The RoarDataset or the RoarDatasetMultipleAPA with all the analysis steps (countPrePost, computeRoars, computePvals) performed. If one or more steps hadn't been performed they will be called automatically.

fpkmCutoff

The cutoff that will be used to determine if a gene is expressed or not.

pvalCutoff

The cutoff that will be used to determine if a pvalue is significative or not.

Value

For RoarDataset:

The resulting dataframe will be identical to that returned by standardFilter but after gene expression and m/M values filtering another step will be performed: for single samples comparisons only genes with a nominal pvalue smaller than the given cutoff will be considered, while for multiple samples a column (nUnderCutoff) will be added to the dataframe.

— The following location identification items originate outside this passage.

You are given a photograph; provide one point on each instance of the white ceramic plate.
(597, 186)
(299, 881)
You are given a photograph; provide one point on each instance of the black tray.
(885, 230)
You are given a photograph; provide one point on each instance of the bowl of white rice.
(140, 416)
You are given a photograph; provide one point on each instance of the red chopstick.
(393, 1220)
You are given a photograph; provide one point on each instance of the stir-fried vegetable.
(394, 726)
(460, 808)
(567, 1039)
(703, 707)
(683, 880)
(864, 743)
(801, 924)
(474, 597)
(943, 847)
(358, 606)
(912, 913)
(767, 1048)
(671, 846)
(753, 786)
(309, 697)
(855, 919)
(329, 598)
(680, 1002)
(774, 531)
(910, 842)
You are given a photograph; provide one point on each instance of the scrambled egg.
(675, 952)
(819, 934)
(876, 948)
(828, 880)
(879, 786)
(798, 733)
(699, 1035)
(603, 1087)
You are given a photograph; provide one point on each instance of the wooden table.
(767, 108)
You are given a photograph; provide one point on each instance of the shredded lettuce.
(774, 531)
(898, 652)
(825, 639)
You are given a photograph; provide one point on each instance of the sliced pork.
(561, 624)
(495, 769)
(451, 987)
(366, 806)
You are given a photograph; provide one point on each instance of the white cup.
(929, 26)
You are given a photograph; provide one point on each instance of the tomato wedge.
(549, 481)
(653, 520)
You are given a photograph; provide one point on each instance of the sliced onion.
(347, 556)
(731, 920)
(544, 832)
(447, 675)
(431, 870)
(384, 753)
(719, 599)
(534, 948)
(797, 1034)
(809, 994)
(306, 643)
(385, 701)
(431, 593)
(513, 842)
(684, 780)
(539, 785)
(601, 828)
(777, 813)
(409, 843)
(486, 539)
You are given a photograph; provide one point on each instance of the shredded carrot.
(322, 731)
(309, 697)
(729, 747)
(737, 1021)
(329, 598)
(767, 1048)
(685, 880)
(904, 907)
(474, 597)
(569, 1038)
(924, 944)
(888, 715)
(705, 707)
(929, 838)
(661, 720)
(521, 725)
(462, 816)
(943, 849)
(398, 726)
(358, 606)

This column will contain an integer number representing the number of comparisons between the samples of the two conditions that results in a nominal pvalue lower than the given cutoff (pvalCutoff). For multiple samples with a paired design (i.e. if computePairedPvals was used) the pvalues of the requested pairings will be listed together with the combined pvalued obtained with the Fisher method and the filtering will be done on this pvalue.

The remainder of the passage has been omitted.